Avis and Budget Licensees

In November and January 2015, the Company completed the acquisitions of its Avis licensee in Poland and its Avis and Budget licensees in Norway, Sweden and Denmark, respectively, for approximately $62 million, net of acquired cash. Additionally, the Company settled debt obligations of approximately $23 million in Poland. These investments enabled the Company to expand its footprint of Company-operated locations in Europe.
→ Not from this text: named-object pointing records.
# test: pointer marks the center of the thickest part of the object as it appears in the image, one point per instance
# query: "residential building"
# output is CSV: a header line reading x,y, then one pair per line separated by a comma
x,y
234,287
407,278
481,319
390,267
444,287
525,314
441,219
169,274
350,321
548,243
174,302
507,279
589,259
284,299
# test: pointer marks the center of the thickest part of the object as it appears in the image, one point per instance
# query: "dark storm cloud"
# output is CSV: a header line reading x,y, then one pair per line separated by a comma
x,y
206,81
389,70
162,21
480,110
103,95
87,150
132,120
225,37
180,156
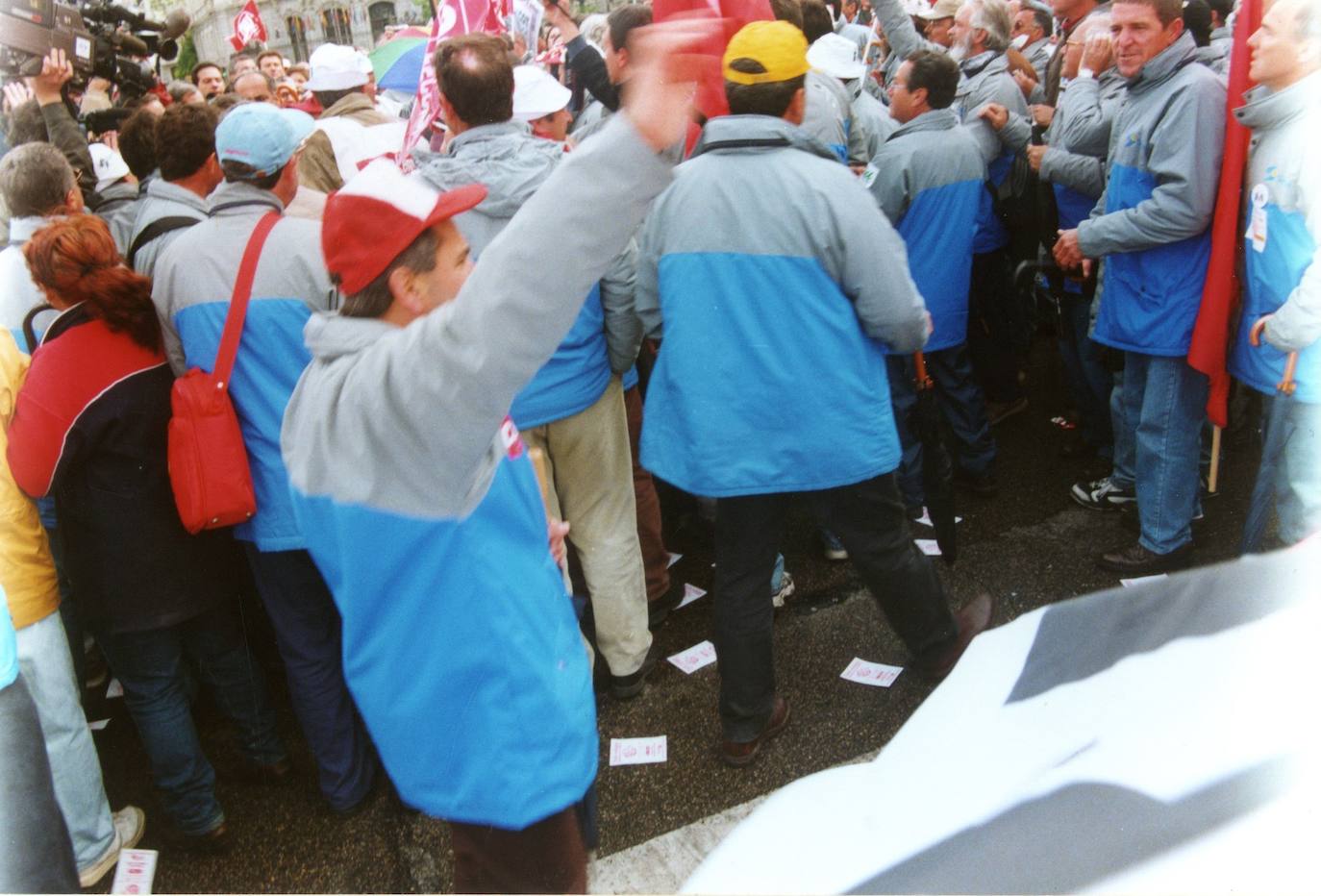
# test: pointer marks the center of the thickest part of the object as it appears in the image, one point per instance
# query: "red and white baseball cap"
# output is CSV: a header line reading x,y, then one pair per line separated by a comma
x,y
378,214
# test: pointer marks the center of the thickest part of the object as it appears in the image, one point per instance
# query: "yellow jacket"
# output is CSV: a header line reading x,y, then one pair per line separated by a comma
x,y
27,570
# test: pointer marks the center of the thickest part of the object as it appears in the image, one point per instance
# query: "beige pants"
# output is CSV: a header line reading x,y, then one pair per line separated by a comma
x,y
590,469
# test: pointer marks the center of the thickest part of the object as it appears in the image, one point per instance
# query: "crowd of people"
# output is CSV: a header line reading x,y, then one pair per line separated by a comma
x,y
460,388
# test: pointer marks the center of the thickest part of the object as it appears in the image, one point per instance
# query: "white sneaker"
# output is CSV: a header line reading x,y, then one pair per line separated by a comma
x,y
130,824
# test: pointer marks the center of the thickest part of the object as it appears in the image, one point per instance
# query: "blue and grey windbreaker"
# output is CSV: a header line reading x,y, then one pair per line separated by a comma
x,y
191,288
512,164
423,511
930,183
780,285
1283,239
1152,225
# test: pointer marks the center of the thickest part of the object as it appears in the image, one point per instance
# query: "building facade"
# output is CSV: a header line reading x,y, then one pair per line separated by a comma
x,y
297,27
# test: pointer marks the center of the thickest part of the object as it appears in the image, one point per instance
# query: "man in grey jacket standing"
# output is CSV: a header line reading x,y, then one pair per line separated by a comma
x,y
574,408
1151,229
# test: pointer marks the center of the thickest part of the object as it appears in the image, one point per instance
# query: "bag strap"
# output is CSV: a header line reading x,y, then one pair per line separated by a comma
x,y
238,302
155,229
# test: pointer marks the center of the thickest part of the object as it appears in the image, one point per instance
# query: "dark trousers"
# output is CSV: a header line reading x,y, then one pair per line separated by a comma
x,y
868,518
961,408
543,858
656,558
1087,378
151,666
307,632
36,856
998,327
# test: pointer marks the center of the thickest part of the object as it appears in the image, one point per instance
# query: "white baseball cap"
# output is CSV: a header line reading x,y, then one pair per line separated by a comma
x,y
836,57
107,164
336,67
536,92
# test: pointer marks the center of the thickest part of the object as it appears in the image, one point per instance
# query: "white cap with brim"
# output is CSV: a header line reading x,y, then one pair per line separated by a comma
x,y
262,135
836,57
536,92
336,67
107,164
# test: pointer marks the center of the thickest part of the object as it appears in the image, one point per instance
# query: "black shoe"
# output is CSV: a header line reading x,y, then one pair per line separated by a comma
x,y
660,610
1136,560
738,754
979,484
625,687
974,619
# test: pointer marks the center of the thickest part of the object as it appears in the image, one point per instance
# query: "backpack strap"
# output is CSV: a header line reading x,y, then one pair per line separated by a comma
x,y
155,229
239,300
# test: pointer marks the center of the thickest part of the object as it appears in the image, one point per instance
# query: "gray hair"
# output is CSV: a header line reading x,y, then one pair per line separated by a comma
x,y
35,179
992,17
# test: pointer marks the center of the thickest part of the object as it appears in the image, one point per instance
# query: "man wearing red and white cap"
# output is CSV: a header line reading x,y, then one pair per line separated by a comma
x,y
420,504
352,131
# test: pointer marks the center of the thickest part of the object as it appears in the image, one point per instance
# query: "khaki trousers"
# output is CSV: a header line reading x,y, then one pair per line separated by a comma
x,y
590,468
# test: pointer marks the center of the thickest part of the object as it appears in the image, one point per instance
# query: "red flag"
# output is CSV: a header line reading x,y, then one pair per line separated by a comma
x,y
1209,349
247,27
736,13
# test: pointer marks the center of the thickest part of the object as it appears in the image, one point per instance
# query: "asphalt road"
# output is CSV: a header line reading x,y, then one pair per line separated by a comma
x,y
1030,546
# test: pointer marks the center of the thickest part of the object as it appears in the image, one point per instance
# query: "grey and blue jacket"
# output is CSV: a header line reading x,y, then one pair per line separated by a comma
x,y
191,289
930,183
765,244
1074,164
1151,228
421,508
512,164
162,200
1283,239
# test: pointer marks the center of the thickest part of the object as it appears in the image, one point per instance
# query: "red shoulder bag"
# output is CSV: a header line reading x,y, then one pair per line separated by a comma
x,y
208,460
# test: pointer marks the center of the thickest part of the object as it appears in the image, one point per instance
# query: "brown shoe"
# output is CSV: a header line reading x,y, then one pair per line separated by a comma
x,y
935,663
742,754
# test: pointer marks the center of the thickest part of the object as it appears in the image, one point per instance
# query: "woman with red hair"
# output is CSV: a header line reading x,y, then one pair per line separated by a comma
x,y
88,427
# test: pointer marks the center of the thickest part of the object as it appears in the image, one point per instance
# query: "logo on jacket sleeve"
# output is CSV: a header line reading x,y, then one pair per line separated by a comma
x,y
512,441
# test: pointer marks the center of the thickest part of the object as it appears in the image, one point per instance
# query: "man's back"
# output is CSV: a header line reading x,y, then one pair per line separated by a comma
x,y
776,278
193,285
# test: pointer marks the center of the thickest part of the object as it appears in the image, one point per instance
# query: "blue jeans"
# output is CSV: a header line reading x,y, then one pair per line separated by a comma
x,y
1123,461
149,666
1087,380
961,406
307,631
1164,406
1289,472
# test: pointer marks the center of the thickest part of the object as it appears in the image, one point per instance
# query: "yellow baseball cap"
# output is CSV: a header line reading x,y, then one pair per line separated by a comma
x,y
778,46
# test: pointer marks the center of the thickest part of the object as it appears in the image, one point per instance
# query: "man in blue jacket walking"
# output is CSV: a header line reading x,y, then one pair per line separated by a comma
x,y
1151,229
799,255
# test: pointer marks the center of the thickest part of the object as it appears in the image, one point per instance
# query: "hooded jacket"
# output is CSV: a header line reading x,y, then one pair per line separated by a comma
x,y
1152,224
191,289
930,183
88,427
423,511
162,200
780,285
512,164
1283,239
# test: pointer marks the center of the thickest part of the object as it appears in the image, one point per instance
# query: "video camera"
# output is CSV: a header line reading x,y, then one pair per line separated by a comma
x,y
99,38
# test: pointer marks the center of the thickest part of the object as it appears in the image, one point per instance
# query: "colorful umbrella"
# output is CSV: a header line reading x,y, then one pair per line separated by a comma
x,y
398,62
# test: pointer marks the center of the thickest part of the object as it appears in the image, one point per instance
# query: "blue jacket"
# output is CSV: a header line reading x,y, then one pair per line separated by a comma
x,y
930,183
1152,224
511,164
191,288
460,642
1283,242
780,285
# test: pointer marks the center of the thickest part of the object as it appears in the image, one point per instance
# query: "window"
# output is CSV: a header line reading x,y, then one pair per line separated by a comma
x,y
337,27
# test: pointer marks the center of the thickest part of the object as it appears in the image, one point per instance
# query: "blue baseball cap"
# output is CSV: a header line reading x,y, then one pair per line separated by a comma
x,y
262,135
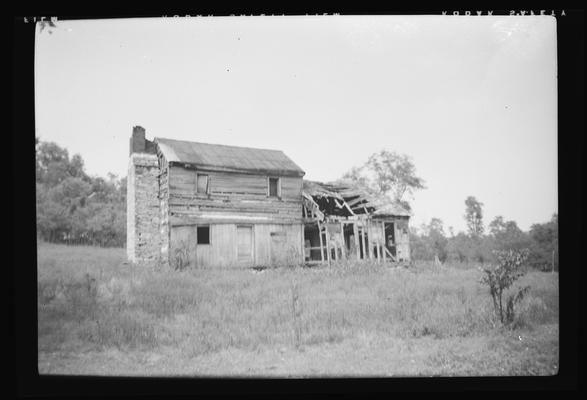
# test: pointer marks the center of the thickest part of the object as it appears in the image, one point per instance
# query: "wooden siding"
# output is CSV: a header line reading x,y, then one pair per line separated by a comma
x,y
222,252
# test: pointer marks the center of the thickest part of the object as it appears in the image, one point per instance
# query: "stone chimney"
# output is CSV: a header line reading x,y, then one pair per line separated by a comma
x,y
138,143
143,239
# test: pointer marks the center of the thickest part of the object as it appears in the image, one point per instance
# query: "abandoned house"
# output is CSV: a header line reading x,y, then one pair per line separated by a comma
x,y
228,206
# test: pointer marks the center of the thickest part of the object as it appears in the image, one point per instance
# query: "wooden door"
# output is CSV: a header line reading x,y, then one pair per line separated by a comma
x,y
244,244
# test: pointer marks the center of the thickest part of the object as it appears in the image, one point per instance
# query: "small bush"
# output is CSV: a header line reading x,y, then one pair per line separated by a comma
x,y
181,254
500,278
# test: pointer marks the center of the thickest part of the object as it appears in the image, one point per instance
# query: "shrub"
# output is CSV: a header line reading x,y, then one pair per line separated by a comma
x,y
499,278
181,255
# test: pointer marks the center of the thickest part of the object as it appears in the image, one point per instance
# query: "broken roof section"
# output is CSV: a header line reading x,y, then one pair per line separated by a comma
x,y
346,199
233,158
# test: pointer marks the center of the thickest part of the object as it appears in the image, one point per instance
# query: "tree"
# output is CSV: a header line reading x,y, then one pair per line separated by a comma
x,y
388,174
506,235
474,216
544,244
74,207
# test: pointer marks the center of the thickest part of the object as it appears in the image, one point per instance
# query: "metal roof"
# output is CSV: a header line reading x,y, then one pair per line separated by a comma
x,y
228,157
355,197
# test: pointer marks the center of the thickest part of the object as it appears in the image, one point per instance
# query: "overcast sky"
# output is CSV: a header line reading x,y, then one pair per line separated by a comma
x,y
473,100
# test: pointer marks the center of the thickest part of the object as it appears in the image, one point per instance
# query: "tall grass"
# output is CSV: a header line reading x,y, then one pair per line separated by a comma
x,y
87,297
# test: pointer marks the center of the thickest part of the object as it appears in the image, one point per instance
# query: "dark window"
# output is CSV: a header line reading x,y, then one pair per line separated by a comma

The excess of the purchase price over preliminary fair value of net assets acquired was allocated to goodwill, which was assigned to the Company’s International reportable segment. In connection with these acquisitions, approximately $36 million was recorded in license agreements, $29 million was recorded in goodwill and $12 million was recorded in customer relationships. The license agreements and customer relationships will be amortized over a weighted average useful life of approximately eight years. In addition, at the time of acquisition, the Company recorded a $25 million non-cash charge within transaction-related costs, net in connection with license rights reacquired by the Company. The goodwill is not deductible for tax purposes. Differences between the preliminary allocation of purchase price and the final allocation were not material for Avis and Budget Licensees.